Let’s take a step back and review where stocks and metals stood before the coronavirus crisis got us to this point.
In February, the S&P 500 was trading at a record high in of one of the longest bull markets on record.
Valuations had gotten extremely stretched and stocks were priced for perfection. When the economy suddenly ground to a halt, stocks were bound to crash.
When the indiscriminate forced selling subsides, undervalued assets with strong fundamentals will begin to diverge from the broad market and outperform. We saw a bit of that on Monday, with gold and silver each up about 5% on a day when the S&P 500 dipped 3%.
Will the Federal Reserve be able to rescue the economy?

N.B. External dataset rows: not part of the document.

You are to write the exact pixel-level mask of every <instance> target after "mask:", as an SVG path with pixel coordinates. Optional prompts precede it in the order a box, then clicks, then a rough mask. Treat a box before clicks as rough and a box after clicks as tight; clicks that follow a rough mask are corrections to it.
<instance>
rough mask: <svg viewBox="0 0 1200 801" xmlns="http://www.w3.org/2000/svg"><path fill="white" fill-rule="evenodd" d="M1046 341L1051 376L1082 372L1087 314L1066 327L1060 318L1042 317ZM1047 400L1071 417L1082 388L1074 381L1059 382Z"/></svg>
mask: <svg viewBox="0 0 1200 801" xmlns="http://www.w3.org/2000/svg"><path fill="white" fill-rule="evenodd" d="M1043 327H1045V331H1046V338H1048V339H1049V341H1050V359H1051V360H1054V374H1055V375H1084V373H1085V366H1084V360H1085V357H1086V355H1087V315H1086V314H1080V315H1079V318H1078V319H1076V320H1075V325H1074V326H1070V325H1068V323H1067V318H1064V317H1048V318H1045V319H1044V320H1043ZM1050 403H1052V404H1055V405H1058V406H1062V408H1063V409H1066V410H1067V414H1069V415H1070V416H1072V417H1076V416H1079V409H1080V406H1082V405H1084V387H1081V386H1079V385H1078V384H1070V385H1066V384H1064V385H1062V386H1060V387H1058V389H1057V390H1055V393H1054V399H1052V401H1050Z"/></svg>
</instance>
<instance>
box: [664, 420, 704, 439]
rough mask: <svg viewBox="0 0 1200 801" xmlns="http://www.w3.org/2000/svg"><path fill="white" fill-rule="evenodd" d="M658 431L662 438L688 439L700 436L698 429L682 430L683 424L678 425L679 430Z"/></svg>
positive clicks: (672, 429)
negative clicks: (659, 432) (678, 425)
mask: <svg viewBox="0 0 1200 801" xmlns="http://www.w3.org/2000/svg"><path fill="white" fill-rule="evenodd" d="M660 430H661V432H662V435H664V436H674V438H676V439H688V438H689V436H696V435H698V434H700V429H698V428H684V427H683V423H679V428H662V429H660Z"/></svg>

No amount of money printing can rescue an economy that remains shuttered due to an exogenous threat outside of the financial system. But that won’t stop the central bankers from trying!
The real unknown is what happens when the economy finally does restart with trillions of newly printed dollars having just been pumped into the financial system.
We have never seen a Quantitative Easing this fast and this furious attempted before.
The potential exists for a massive demand surge, with too many dollars chasing too few goods. In other words, the recent deflation scare could reverse violently and leave the economy with a massive inflation problem.
But until we “flatten the curve” of COVID-19 infections and get the world working, traveling, and consuming again, the inflation created by the Fed will stay mostly bottled up in government and now also corporate bond markets.